Family's frantic flight home from China for cancer treatment for sick son

Rosie Smith looked around the Chinese hospital she was standing in with her sick baby; a picture of chaos, filth and overcrowding.

"I crumbled to the floor, before grabbing my boy, running outside and asking our translator to get us back to our hotel."

That was the moment she learned her 20-month-old son Reef had leukaemia.

Smith, her husband Justin and their two children had moved to China eight months earlier. She had taken Reef to the doctor that day suspecting he had an ear ache or was teething.

She did not expect cancer.

With nothing obviously wrong her doctor ordered a blood test; the results were not normal so she sent them to the hospital for a second test.

Through a translator the doctor at the hospital told her: "We think he has leukaemia, he lives here now."

"I looked around the hospital and thought, 'hell no'," she said.

She raced back to the hotel and booked seats for the family on the next flight back to New Zealand.

Starship Hospital had been warned they were coming so the family headed straight there as soon as they landed in Auckland.

During the next two days their worst fears were confirmed. Reef was diagnosed with acute lymphoblastic leukaemia.

They family had no home to go to in New Zealand and only the items they had thrown into their carry-on luggage. While Smith stayed with Reef in hospital, her husband and their 4-year-old daughter Atlanta moved into Ronald McDonald House.

That was in October 2014. Since then the Smiths have spent months at a time living at Ronald McDonald House.

The family have now bought a house in Cambridge and Reef was able to get most of his treatment in the Waikato but they still found themselves staying at Ronald McDonald House from time to time when Reef needed treatment at Starship.

Now 4, things are looking up for Reef. He is still on daily maintenance chemotherapy but due to finish early next year.

Smith said they could not have made it through the last few years without the support of Ronald McDonald House; the place she calls her "safe haven".

"In China I was numb. Once I got back here I just crumbled as soon as I handed him to New Zealand doctors. It was overwhelming. He was a really sick little boy by the time we got back here. He was straight in for blood transfusions."

Her husband still had to fly back and forward to China for work but, when he was not there, family members were able to stay in Ronald McDonald House to support Smith and help look after Atlanta and Reef.

"The emotional support that the house offers is hard to put into words.

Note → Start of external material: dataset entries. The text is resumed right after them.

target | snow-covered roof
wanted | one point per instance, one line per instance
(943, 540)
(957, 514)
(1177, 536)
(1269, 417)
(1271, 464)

Each family who stays at the house will have different requirements, be on different journeys and have different circumstances. The staff make it their business to know this and remember it, making each family feel so welcome and understood."

When Reef was screaming in pain at 2am from the cocktail of drugs in his body, the staff were there to make her a couple of tea, hug her or walk Reef around in the buggy for her, she said.

"At times it can feel very lonely on this cancer journey, but never at Ronald McDonald House."